Wednesday, March 20, 2013

Dominance

I was at a non dog seminar this weekend.  People there knew I was a dog trainer and I did talk about dogs with a number of people.  This was a seminar about using energy work when working with people.  Most of the people were therapists, hypnotherapists, homeopaths, etc.  I would consider these people to be very big on not looking to blame, finding solutions to help people and working   with people to improve themselves.

I was shocked to listen in on a conversation and here one lady speaking about a dog she had and how she had to show her who was in charge and that she ran the house.  This woman was lovely and I am sure a supportive and helpful therapist and it saddened me that this hadn't transferred to how she dealt with her dog and was falling back on the antiquated dominance theory.  She didn't feel that training was the answer but showing her dog who was boss.  I was sad for her and her dog.

I want a relationship with my dog that is based on trust and understanding.  No that does not mean my dog should do what he wants when he wants.  This means the dog has been trained to find value in the appropriate behaviour and accept when I let him know in a kind manner that some behaviours are not acceptable.
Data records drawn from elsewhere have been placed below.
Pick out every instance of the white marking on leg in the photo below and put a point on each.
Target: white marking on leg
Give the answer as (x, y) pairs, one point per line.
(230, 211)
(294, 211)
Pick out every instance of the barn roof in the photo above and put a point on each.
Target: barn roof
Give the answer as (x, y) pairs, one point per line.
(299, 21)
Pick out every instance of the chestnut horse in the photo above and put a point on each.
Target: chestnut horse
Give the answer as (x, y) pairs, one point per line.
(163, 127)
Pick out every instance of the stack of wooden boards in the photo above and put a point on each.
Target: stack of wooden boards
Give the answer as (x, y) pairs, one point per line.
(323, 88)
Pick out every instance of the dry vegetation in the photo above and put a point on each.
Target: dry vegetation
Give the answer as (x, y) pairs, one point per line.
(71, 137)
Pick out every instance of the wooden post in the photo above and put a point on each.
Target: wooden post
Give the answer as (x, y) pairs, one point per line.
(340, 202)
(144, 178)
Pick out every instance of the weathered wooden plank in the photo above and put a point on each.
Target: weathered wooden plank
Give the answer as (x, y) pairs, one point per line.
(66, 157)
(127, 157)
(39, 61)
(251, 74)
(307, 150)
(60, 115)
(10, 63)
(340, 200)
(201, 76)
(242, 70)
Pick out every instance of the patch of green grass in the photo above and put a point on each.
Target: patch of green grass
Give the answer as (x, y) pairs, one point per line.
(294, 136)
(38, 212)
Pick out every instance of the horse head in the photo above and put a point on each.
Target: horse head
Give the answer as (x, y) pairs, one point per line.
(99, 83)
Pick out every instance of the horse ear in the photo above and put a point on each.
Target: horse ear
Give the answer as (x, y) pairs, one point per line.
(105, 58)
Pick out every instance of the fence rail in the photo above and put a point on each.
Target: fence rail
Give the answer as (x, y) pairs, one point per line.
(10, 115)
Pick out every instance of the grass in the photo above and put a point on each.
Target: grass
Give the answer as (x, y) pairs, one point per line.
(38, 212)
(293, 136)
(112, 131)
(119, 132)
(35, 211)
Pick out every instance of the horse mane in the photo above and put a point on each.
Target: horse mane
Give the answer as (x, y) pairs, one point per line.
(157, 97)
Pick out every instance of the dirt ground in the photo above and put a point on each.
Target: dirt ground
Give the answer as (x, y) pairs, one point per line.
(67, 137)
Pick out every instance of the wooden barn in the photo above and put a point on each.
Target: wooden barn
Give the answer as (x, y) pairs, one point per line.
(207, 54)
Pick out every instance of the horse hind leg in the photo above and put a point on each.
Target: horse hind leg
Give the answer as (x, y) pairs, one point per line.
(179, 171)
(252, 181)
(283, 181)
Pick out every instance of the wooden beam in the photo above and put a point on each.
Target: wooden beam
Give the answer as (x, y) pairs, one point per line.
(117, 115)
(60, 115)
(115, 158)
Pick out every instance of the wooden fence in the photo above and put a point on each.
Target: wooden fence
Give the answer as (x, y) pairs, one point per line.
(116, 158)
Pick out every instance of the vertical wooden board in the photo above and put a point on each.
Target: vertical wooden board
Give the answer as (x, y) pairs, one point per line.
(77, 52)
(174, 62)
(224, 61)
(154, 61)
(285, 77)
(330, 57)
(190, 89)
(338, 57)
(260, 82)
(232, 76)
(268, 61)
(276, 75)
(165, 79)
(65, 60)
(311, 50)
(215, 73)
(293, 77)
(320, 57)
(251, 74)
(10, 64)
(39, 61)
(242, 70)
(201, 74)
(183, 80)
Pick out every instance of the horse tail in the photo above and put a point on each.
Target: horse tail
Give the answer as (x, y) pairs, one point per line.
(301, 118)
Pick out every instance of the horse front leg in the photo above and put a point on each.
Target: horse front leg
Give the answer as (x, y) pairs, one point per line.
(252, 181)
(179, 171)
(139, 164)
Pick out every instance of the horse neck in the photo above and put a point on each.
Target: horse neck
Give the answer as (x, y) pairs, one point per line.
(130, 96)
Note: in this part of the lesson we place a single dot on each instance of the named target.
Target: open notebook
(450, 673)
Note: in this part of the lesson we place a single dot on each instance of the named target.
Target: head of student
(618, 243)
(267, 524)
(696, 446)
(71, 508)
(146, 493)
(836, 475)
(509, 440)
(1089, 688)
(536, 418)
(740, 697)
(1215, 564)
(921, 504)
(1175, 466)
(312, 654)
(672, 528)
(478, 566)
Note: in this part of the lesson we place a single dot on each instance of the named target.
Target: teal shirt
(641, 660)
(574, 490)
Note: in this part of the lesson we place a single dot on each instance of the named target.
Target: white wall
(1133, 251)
I do  not want this relationship based on fear and intimidation.

It always surprises me when this gets brought up to me by my clients.  I have to bite my tongue and remember that for whatever reason this person believes that there dog could dominate them and for their own safety they want to learn how to prevent this from happening.  The answer is training.  You have a behaviour, it has value for the dog.  You want a behaviour and your job is how to build value for what you want and prevent what the dog wants from being practiced and therefore acquiring more value.  When you take out all emotion and just look at the facts it makes life so much easier.